Sunday, March 21, 2004
When the Replay Lounge is jamming to the tunes of a local rock band, the cans of Pabst Blue Ribbon beer start piling up on tables and chairs.
It is a scene that is being played out across the country, pumping new life into a former-blue collar beer that is decades removed from its heyday.
Matt Sullivan, manager of the Replay Lounge, 946 Mass., said his customers preferred PBR instead of offerings produced by brewery powerhouses Budweiser or Coors.
"PBR is cheap and it's free from the massive ad campaign that Budweiser or Coors have." Sullivan said.
After a steady decline since the 1970s, sales of PBR rose about 5 percent in 2002 and 15 percent in 2003.
In 2001, sales of the 160-year-old brand had fallen to less than 1 million barrels, about one-tenth its peak in 1975, said Pabst Brewing Co. senior brand manager Neal Stewart.
It was about three years ago that Pabst's comeback started.
There had been no change in marketing. Pabst somehow appealed to trendsetters: punk rockers, people into bluegrass, kayakers and mountain bicyclists, Stewart said.
The brand is the top seller in Portland's Lutz Tavern, which began carrying it in 1999 to replace a discontinued regional beer.
"It's really popular with not only the college students but also the working class guy and the Social Security crowd," said Lilias Barisich, whose family has operated the Portland bar since 1954.
The revival spread to cities like San Francisco and Seattle before hopping across the country to the Northeast, Stewart said. By some accounts, its young buyers are rebelling against established, mass-marketed brands.
"There's a theory that there's a niche out here for a consumer that's anti-marketing," said Eric Shepard, executive editor of Beer Marketer's Insights.
Shawn Hogan is the assistant manager at Lawrence's Pat's Blue Rib'N Barbeque, 1618 W. 23rd St. The restaurant has PBR specials everyday.
Hogan said that PBR was becoming a trend because it's not a mainstream beer. He said the people who drink PBR the most are indie-rockers, which is the same crowd that The Replay Lounge serves on a regular basis.
The San Antonio-based Pabst Brewing Co.'s marketing strategy -- or lack thereof -- eschews conventional advertising in favor of generating word-of-mouth buzz.
While you won't find any Pabst commercials on NFL telecasts or FM radio, Stewart said you might notice the company sponsoring an art gallery opening or running ads for bands in local publications. But chances are, the only place you'll see the Pabst logo is at a local bar or convenience store beer aisle. The company's marketing budget is minuscule by industry standards.
In 2002, Pabst spent $427,000 on measured media, which includes television, magazines, billboards, radio and newspapers, compared to Anheuser-Busch's $419 million and Miller's $275 million.
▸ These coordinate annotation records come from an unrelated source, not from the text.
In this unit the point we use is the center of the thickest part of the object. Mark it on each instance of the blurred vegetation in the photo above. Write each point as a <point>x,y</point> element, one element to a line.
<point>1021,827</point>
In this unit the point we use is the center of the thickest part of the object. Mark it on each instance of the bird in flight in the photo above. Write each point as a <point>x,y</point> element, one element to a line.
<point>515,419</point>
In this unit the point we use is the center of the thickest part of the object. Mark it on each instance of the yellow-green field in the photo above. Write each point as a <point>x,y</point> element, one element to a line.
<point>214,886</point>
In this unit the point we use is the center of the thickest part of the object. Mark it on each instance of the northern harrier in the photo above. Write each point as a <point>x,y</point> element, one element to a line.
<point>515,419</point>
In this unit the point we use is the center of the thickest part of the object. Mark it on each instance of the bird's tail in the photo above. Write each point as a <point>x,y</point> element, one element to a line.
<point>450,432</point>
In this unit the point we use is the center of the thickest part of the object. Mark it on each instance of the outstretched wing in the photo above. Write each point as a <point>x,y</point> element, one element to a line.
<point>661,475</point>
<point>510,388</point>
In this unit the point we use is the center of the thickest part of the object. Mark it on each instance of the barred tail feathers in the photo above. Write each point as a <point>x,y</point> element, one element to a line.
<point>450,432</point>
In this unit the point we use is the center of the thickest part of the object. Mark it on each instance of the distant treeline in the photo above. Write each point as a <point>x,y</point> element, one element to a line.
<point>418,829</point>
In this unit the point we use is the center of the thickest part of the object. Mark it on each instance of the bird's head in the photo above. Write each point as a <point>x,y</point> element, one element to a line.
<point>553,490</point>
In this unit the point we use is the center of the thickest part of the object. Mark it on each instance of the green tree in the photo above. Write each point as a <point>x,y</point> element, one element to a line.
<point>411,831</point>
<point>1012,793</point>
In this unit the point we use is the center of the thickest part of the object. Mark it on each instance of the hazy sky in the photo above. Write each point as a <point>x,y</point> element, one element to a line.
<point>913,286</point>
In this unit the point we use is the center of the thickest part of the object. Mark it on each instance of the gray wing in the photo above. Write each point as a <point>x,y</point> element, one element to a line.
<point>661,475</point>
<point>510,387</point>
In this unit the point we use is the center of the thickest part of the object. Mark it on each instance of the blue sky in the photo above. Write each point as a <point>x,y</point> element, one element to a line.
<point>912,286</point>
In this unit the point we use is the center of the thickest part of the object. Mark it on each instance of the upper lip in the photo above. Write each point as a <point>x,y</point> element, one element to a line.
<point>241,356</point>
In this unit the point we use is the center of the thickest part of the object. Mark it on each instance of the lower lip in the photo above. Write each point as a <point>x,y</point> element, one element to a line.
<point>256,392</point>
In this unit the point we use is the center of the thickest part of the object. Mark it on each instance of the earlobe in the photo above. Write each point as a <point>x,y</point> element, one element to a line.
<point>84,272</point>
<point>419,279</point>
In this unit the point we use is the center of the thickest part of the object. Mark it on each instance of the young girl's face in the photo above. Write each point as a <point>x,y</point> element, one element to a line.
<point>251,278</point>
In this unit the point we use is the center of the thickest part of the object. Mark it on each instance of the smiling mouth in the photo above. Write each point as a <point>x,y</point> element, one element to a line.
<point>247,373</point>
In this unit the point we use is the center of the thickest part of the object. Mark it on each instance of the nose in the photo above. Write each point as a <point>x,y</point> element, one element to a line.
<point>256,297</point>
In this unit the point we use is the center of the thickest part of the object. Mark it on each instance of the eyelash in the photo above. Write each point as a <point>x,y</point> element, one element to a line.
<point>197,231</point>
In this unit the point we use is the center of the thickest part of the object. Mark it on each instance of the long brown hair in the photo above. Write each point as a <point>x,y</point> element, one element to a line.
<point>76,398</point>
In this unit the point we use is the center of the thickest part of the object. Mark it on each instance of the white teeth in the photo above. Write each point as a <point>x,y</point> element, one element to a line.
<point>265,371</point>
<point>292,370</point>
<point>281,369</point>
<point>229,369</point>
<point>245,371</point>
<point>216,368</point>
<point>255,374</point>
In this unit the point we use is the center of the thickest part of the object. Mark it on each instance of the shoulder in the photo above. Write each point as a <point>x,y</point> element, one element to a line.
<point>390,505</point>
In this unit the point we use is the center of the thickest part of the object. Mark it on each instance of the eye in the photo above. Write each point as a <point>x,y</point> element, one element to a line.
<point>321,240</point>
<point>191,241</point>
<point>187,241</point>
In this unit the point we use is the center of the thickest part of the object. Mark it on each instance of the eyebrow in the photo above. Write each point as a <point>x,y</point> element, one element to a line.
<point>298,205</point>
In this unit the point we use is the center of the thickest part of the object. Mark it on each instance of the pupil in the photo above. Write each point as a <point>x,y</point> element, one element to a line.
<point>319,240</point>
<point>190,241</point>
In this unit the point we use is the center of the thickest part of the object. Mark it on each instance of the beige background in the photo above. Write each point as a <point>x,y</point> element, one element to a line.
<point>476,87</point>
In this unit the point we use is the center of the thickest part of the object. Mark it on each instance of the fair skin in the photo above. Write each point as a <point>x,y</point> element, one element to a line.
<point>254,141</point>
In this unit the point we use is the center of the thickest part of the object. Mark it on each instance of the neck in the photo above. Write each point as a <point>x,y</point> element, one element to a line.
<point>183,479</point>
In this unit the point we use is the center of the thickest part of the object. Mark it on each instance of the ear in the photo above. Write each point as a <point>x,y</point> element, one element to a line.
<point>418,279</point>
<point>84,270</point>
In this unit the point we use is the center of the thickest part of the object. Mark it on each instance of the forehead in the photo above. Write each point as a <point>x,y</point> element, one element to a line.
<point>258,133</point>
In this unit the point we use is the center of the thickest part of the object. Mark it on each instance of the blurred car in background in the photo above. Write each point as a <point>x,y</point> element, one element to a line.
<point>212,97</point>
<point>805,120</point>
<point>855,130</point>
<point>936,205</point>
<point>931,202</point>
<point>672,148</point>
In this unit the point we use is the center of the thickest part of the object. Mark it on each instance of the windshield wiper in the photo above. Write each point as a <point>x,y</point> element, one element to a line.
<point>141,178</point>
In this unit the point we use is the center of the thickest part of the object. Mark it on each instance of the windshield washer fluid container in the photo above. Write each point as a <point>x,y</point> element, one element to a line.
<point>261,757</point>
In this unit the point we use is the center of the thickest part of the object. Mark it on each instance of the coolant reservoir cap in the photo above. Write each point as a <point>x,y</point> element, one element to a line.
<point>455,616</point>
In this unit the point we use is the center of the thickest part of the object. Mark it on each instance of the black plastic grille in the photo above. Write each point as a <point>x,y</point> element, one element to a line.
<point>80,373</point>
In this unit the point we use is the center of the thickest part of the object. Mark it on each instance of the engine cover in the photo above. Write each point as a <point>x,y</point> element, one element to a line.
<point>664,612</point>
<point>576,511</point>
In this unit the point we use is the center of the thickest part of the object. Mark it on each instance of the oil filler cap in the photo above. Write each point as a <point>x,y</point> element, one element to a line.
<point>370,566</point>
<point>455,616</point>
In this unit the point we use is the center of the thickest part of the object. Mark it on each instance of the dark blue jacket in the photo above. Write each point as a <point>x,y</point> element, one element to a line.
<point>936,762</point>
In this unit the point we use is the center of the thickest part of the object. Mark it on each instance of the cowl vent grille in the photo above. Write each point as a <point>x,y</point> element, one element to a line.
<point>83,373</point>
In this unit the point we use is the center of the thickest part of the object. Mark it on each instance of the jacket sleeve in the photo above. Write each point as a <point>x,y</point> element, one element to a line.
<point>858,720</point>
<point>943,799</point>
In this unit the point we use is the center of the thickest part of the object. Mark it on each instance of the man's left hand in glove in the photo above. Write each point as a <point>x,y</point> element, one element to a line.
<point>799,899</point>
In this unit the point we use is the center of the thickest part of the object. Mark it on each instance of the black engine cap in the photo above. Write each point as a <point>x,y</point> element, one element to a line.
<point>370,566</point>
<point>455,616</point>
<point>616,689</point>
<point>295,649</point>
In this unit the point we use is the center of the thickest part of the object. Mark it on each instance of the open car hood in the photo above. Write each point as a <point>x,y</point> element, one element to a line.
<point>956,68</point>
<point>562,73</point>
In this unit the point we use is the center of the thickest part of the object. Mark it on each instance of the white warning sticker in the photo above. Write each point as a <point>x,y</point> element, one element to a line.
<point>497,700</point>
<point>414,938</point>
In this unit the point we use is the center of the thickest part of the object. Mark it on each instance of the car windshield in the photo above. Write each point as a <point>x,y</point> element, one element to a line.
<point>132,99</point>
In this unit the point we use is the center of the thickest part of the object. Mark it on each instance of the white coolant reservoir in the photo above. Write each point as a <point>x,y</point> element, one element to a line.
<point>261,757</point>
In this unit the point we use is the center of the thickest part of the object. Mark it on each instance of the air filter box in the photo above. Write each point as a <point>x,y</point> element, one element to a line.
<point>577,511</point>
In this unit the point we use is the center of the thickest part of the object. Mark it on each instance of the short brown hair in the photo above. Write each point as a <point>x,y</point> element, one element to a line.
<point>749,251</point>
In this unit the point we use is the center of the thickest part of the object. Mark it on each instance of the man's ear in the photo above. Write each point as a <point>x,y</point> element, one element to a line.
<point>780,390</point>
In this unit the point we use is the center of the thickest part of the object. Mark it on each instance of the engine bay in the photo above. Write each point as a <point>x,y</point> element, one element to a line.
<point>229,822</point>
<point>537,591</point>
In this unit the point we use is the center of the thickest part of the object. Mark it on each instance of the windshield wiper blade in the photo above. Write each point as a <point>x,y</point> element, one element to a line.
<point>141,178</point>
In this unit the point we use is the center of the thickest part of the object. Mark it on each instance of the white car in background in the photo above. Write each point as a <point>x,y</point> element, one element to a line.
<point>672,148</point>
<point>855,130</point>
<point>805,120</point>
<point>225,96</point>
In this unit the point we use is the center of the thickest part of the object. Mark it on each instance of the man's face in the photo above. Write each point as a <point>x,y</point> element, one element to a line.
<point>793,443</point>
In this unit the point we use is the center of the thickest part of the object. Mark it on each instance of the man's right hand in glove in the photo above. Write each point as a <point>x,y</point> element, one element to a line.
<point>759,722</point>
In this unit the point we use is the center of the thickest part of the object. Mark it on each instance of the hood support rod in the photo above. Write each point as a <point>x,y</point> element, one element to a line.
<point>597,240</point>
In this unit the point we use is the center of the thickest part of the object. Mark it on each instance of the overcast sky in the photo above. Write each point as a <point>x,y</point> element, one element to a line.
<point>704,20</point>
Distributors across the country confirm the brand's success but say they don't quite understand it. In Nashville, Tenn., sales shot up 99 percent in 2003, said John Curley, DET Distributing Co. general manager.
"It's almost got this cult-type following," he said. "I have never seen that kind of growth, especially in a brand that's been down and out."
On Chicago's north side, Louis Glunz Beer Inc. added Pabst to a list of beers it recommends to bars and stores after sales went up by about 35 percent in each of the past two years, said general manager Jerry Glunz.
"Pabst was not that kind of beer you had to sell in only the cheap joints anymore," he said.
Despite PBR's success, its parent company is still a distant fourth in the domestic beer market, Shepard said. In 2003, the Pabst Brewing Co. sold an estimated 8 million barrels overall and 1 million barrels of PBR, while Anheuser-Busch sold about 103 million barrels, Miller 38 million and Coors 22 million.
"It's a nice story for Pabst that Pabst Blue Ribbon has caught on and is quite popular in many markets, but I don't know if any of the major brewers are quaking in their boots," Shepard said.
-- The Associated Press contributed to this story.